King Gordius, whose genius contrived the unpickable knot, is now comfortably forgotten, while Alexander who destroyed what he could not understand, still enjoys uneasy immortality; for what is immortality at best but the suspended sentence of Oblivion?

And the knot? The hempen hieroglyph that was never solved. When oblivion has overtaken Alexander and even the name of Gordius is forgotten, the world, which is surprisingly young for its age, will still babble wonderingly of the knot that never was and never will be untied.

Another high priest of the Great God Bunk was Christopher Columbus, and on how frail a foundation rests his immortal fame—nothing more than the fragile, calcareous container, (and fractured at that) of an unborn domestic fowl.

Unquestionably the fame of Columbus rests upon his impudent pretense of balancing an egg by crushing it violently upon the table. To be sure, Columbus also discovered America, but in that he was only one of a multitude. At that moment in the world’s history the discovering of America was, like golf, something between a sport and an obsession, everybody was discovering America. So common was it, that only a few of the discoverers are remembered by name, and had it not been for his famous egg-balancing fraud the name of Christopher Columbus would surely be among the forgotten ones.

To balance an egg on its apex—though not impossible, is a tedious and dispiriting task; and even if Columbus had accomplished it honestly without fracturing the shell, so far from adding to his laurels he might have lost them altogether.
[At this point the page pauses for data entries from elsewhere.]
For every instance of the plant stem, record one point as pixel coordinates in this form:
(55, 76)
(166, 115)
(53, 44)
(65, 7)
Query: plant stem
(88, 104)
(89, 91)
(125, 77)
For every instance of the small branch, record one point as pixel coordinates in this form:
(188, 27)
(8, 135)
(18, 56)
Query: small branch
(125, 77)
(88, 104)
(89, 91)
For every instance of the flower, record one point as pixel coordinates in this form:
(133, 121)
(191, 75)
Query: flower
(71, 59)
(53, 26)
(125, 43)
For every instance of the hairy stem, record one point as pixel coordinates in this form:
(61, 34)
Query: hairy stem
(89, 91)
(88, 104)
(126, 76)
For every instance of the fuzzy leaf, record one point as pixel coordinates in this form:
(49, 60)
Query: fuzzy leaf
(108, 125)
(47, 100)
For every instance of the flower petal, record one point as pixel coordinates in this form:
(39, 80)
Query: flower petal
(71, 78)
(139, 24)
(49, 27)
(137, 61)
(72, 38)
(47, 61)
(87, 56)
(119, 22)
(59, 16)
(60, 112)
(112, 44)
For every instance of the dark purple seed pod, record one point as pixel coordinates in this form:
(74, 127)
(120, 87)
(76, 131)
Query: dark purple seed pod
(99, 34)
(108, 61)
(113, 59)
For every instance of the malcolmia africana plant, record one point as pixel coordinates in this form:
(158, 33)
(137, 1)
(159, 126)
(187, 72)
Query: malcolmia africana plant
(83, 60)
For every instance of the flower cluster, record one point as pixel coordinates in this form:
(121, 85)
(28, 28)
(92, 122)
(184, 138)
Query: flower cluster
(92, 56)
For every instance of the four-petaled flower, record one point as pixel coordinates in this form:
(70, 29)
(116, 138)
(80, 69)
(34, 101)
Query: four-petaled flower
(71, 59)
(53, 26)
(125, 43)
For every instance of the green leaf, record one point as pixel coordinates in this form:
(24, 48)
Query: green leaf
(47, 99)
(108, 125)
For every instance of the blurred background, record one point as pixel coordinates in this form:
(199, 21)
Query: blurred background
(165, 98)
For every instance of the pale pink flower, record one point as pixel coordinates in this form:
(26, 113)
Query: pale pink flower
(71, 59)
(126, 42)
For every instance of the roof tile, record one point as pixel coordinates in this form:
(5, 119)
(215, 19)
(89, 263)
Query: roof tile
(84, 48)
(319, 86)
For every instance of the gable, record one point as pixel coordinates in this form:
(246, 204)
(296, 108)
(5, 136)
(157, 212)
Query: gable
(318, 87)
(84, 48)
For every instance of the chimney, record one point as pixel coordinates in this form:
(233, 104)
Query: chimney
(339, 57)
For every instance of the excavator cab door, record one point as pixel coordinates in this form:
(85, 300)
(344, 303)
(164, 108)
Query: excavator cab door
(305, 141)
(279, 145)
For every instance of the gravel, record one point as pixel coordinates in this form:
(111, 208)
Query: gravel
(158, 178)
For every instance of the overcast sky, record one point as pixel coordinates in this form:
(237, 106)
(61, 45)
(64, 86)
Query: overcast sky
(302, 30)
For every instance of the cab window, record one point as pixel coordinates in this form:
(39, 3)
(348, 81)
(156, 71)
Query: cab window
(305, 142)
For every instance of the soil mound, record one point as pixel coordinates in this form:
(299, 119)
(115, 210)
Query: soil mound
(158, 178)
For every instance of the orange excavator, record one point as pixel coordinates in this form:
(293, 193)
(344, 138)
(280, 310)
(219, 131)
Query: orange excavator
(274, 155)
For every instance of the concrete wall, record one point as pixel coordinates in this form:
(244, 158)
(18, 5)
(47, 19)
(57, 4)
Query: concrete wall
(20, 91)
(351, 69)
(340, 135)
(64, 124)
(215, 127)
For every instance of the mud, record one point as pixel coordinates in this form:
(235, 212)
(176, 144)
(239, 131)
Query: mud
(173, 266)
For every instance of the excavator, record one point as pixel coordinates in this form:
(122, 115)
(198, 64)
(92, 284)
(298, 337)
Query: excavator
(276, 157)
Queen Isabella would never have had the patience to sit through so long and boresome a performance, and when the Queen leaves, you know the performance is over.

Indeed, it is quite thinkable that it was the dread of just such an ending to his audience and the resultant stage fright reacting upon an excitable sea-faring nature that caused Columbus to break the egg.

The question now asks itself: Has Christopher Columbus, posing as a clever impostor when in reality only a stage-frightened bungler, obtained his fame under false pretenses? In unmasking his clandestine honesty do we but prove him the greater fraud? Bunk only knows!

Queen Dido of Carthage, on the other hand, came by her dishonesty quite honestly—she inherited it from her royal father’s sister Jezebel.

Yes, Jezebel, the patron sinner of half a world of womankind, was Queen Dido’s aunt. Good or bad, what was her Aunt Jezebel’s was also Dido’s by right of inheritance. And none of all the prophets of the Great God Bunk was greater than this prophetess.